STALEY
LECTURER LINKS MODERNITY, JAZZ AND ROCK AND ROLL TO
THE CHRISTIAN MESSAGE
Dr. William Edgar, Professor of Apologetics at
Westminster Theological Seminary, Philadelphia,
Penn., delivered this year's Staley Lectures at
Erskine.
Edgar's first lecture, delivered at Convocation
Feb. 9, was titled The Great Reversal and
dealt with modernity, which he likened to the
greatest empire that has ever come to power,
seducing us not so much by content as by
form. With its roots in the Enlightenment,
modernity locates the center of everything in
personal consciousness, holding that Man is the
measure of all things.
Knocking on Heaven's Door: The Story of
Rock, Edgar's second lecture, traced the
history of rock and roll and looked at the
connections and conflicts between rock music and the
church. The persistent agnosticism of rock asks
questions and seeks the authentic in the experiences
of life. Much of rock is close to the Christian
message, but misses the target. Using clips
from rock songs from the fifties through the
nineties, he pointed to the theme of religious hope
that runs through much of rock music, even when it
has exchanged a religious vocabulary for a secular
one.
Edgar's final lecture, punctuated with musical
samples he played on the piano, was Heaven in a
Nightclub: The Spiritual Background of Jazz
Music.

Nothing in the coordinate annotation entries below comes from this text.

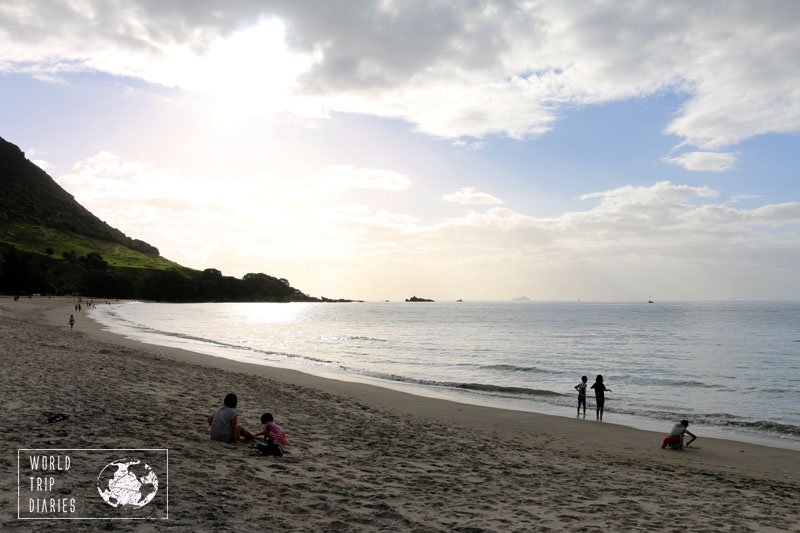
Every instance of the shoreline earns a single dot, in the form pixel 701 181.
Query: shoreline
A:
pixel 364 458
pixel 625 418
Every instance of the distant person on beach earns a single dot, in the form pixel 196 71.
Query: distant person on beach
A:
pixel 273 435
pixel 675 438
pixel 225 422
pixel 600 395
pixel 581 388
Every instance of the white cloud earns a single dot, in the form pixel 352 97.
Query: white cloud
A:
pixel 452 69
pixel 471 196
pixel 342 177
pixel 668 237
pixel 704 161
pixel 35 157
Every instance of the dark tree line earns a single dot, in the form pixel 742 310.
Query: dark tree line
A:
pixel 26 273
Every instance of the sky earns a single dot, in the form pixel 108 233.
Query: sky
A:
pixel 557 150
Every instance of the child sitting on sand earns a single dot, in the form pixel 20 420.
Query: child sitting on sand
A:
pixel 273 435
pixel 675 438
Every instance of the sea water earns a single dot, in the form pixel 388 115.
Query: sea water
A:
pixel 731 368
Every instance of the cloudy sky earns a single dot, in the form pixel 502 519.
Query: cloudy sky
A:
pixel 449 149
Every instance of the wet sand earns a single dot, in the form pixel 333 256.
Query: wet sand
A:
pixel 362 458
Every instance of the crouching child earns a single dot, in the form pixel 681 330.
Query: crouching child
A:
pixel 274 437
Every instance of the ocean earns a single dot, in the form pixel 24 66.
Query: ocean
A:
pixel 731 368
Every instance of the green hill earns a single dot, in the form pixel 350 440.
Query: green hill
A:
pixel 50 244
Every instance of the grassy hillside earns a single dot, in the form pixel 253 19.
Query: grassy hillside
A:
pixel 36 239
pixel 50 244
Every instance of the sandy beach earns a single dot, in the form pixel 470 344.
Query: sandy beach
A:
pixel 362 458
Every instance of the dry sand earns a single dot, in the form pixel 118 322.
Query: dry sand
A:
pixel 362 458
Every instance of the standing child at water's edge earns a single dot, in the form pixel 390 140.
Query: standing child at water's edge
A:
pixel 581 388
pixel 600 395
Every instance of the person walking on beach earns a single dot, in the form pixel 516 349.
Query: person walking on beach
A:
pixel 581 388
pixel 225 422
pixel 600 395
pixel 675 438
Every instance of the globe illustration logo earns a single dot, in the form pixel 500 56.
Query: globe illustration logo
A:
pixel 127 483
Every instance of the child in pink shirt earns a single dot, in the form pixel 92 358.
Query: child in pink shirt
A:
pixel 273 434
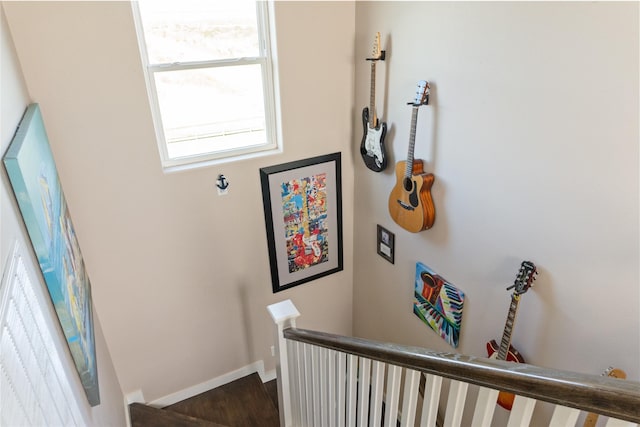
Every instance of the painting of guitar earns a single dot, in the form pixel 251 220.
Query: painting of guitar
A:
pixel 410 202
pixel 372 145
pixel 592 419
pixel 524 280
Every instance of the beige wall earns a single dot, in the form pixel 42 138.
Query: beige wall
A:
pixel 532 135
pixel 181 275
pixel 14 99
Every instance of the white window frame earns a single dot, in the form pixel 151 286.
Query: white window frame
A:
pixel 272 145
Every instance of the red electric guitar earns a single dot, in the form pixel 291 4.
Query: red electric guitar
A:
pixel 505 351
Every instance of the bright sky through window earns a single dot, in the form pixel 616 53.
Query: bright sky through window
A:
pixel 209 77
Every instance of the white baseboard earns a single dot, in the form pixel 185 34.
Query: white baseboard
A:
pixel 213 383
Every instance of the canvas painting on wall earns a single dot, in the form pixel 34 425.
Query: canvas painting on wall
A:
pixel 31 169
pixel 438 303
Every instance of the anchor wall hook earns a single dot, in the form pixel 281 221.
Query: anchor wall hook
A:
pixel 222 184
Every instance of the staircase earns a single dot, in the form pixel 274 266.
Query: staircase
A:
pixel 244 402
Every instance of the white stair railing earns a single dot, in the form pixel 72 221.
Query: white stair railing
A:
pixel 327 380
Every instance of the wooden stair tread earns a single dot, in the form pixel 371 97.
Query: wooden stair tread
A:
pixel 143 416
pixel 244 402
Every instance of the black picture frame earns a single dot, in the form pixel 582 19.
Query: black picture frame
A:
pixel 303 217
pixel 386 244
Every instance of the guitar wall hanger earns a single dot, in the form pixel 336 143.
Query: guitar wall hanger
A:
pixel 410 202
pixel 374 130
pixel 380 58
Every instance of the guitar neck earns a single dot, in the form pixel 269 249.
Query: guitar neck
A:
pixel 412 142
pixel 373 120
pixel 508 328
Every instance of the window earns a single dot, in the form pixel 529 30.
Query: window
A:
pixel 209 78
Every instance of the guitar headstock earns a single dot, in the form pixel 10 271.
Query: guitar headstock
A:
pixel 422 94
pixel 376 53
pixel 524 280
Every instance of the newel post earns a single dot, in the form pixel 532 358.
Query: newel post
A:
pixel 284 315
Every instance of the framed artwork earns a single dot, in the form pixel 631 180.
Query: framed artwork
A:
pixel 438 304
pixel 34 178
pixel 386 244
pixel 303 217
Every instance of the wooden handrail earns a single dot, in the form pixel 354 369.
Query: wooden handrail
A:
pixel 593 393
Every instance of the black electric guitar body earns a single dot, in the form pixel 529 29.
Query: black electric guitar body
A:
pixel 372 146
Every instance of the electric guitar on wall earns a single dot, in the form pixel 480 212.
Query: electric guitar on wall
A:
pixel 410 202
pixel 505 351
pixel 372 145
pixel 592 419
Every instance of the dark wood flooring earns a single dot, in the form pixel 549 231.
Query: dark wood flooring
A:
pixel 246 402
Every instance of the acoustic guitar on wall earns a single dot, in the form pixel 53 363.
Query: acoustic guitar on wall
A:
pixel 410 202
pixel 372 145
pixel 505 351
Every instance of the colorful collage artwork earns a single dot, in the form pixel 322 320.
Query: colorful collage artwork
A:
pixel 438 304
pixel 304 207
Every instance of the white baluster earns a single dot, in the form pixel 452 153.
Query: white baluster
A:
pixel 352 383
pixel 364 380
pixel 377 393
pixel 308 384
pixel 317 393
pixel 284 315
pixel 564 416
pixel 432 387
pixel 410 397
pixel 485 407
pixel 394 375
pixel 341 395
pixel 331 385
pixel 521 411
pixel 455 403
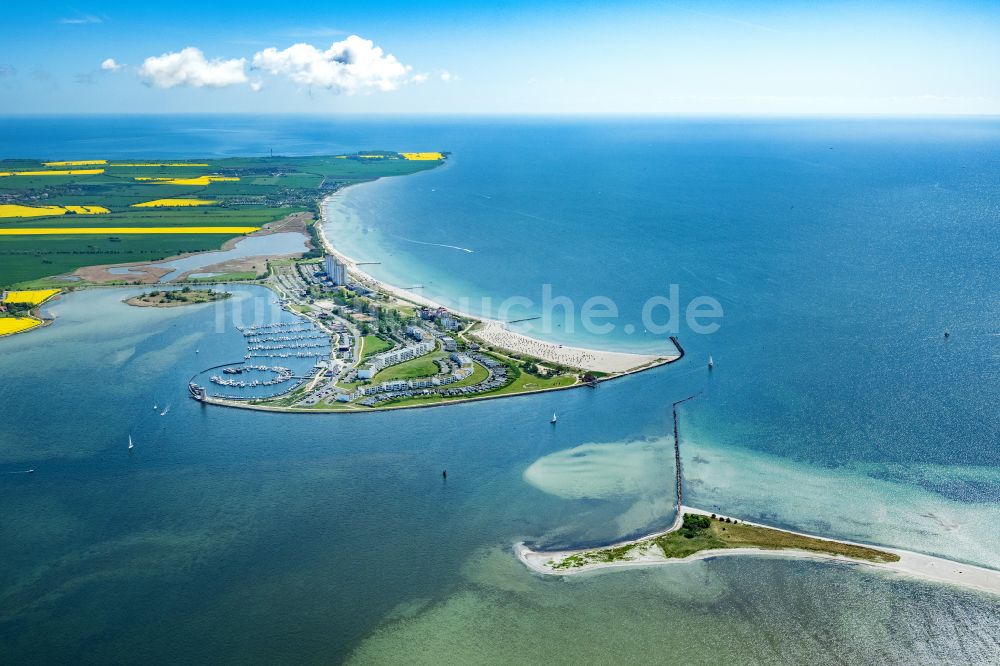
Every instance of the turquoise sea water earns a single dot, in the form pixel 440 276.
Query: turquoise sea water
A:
pixel 840 252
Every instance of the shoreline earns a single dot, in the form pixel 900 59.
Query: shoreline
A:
pixel 493 332
pixel 911 564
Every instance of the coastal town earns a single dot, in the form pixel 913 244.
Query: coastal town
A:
pixel 376 350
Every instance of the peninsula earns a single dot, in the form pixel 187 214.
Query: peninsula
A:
pixel 388 347
pixel 172 298
pixel 699 535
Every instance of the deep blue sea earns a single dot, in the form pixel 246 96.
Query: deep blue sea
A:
pixel 839 252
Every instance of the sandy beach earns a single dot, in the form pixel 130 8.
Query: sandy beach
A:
pixel 916 565
pixel 495 333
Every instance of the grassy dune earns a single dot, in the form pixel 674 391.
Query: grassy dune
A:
pixel 701 533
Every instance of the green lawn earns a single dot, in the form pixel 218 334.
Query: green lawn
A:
pixel 372 344
pixel 422 366
pixel 526 382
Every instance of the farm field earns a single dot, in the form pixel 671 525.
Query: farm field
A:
pixel 58 216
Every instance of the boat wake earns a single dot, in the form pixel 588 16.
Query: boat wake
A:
pixel 451 247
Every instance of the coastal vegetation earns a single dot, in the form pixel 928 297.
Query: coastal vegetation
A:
pixel 699 533
pixel 174 203
pixel 170 298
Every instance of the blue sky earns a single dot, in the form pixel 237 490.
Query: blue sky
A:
pixel 742 58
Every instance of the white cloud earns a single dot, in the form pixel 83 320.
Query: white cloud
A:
pixel 189 67
pixel 350 66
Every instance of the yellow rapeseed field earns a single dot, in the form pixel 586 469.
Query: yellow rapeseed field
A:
pixel 175 202
pixel 11 325
pixel 108 231
pixel 33 296
pixel 13 210
pixel 54 172
pixel 88 210
pixel 423 156
pixel 76 163
pixel 196 180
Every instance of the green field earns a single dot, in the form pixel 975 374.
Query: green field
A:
pixel 698 533
pixel 27 258
pixel 422 366
pixel 372 344
pixel 268 189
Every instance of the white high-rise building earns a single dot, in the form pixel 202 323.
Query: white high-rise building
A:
pixel 336 271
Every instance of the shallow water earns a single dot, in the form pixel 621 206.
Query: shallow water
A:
pixel 271 245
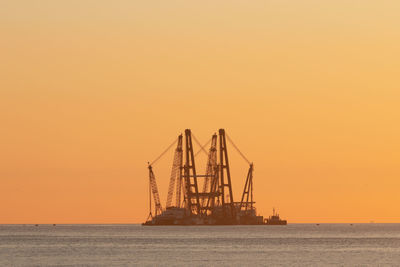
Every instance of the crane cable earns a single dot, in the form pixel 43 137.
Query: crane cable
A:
pixel 237 149
pixel 163 153
pixel 201 146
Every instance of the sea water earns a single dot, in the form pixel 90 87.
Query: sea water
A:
pixel 127 245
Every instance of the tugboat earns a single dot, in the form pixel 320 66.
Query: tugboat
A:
pixel 274 219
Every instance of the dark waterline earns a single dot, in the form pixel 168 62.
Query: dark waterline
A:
pixel 294 244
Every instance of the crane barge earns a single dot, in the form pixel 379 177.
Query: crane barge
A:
pixel 202 199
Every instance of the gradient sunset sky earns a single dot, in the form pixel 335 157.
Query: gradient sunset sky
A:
pixel 92 90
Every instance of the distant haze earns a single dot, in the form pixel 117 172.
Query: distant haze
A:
pixel 92 90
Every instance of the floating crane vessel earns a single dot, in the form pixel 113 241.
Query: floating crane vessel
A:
pixel 202 199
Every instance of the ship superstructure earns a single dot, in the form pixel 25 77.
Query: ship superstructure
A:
pixel 205 198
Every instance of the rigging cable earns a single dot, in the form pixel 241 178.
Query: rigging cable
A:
pixel 237 149
pixel 201 146
pixel 163 153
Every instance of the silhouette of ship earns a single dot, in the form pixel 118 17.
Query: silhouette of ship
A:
pixel 207 198
pixel 275 219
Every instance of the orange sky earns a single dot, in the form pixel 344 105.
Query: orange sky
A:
pixel 92 90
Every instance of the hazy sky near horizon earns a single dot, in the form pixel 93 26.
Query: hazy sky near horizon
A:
pixel 92 90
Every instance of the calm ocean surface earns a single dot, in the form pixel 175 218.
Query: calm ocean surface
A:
pixel 122 245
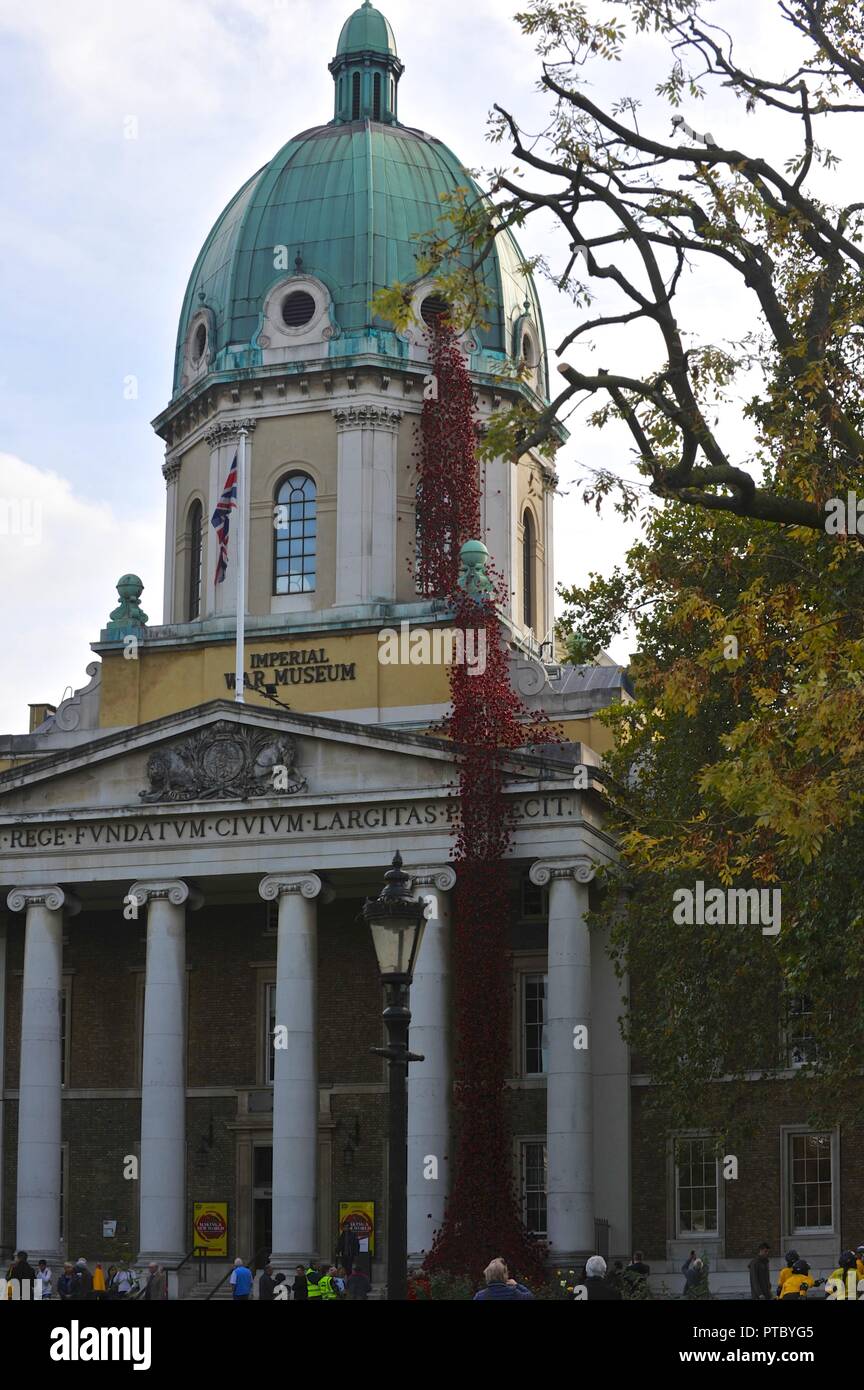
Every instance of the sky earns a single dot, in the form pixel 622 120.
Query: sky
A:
pixel 125 128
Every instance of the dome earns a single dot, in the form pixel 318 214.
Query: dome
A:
pixel 339 209
pixel 366 31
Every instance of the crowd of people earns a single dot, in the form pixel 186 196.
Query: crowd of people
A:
pixel 79 1282
pixel 596 1282
pixel 347 1280
pixel 325 1282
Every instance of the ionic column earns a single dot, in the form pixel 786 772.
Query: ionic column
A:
pixel 429 1082
pixel 570 1196
pixel 163 1144
pixel 295 1068
pixel 171 471
pixel 40 1083
pixel 366 503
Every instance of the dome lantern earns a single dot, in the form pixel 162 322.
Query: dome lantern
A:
pixel 366 68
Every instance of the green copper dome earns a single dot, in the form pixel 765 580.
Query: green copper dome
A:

Citing the importance of ragtime music
with its syncopated beat as well as the spiritual and
the music of the marching band, Edgar linked jazz
with the persecution experienced by the black
community both during and following the days of
slavery. He called jazz a happy marriage
of musical elements from Europe and West Africa.
A native of Wilmington, N.C., Edgar holds degrees
from Harvard University (B.A. in Music), Westminster
Theological Seminary (M. Div.) and the University of
Geneva (D. Th.). He is married to Barbara Smyth Edgar
and they are the parents of two children.
Edgar is the author of a number of books,
including Taking Note of Music (London: SPCK,
1986), Reasons of the Heart (Grand Rapids:
Baker, 1996) and La carte protestante (Geneva:
Labor et Fides, 1997). He contributed to the recent
volume Finding God at Harvard: Spiritual Journeys
of Christian Thinkers, edited by Kelly Monroe
(Grand Rapids: Zondervan, 1996). He has written
numerous articles on such subjects as cultural
apologetics, the city of Geneva, and African-American
music.
An ordained minister in the Presbyterian Church in
America, Edgar is a member of the American
Musicological Society, the Evangelical Theological
Society, the American Historical Association, and the
Society for Ethnomusicology. He regularly
participates as a co-moderator at the Trinity Forum
Seminars and currently serves on the Medical Ethics
Committee of the Chestnut Hill Hospital in
Philadelphia. He is also an accomplished jazz pianist
and plays part-time with a professional jazz band.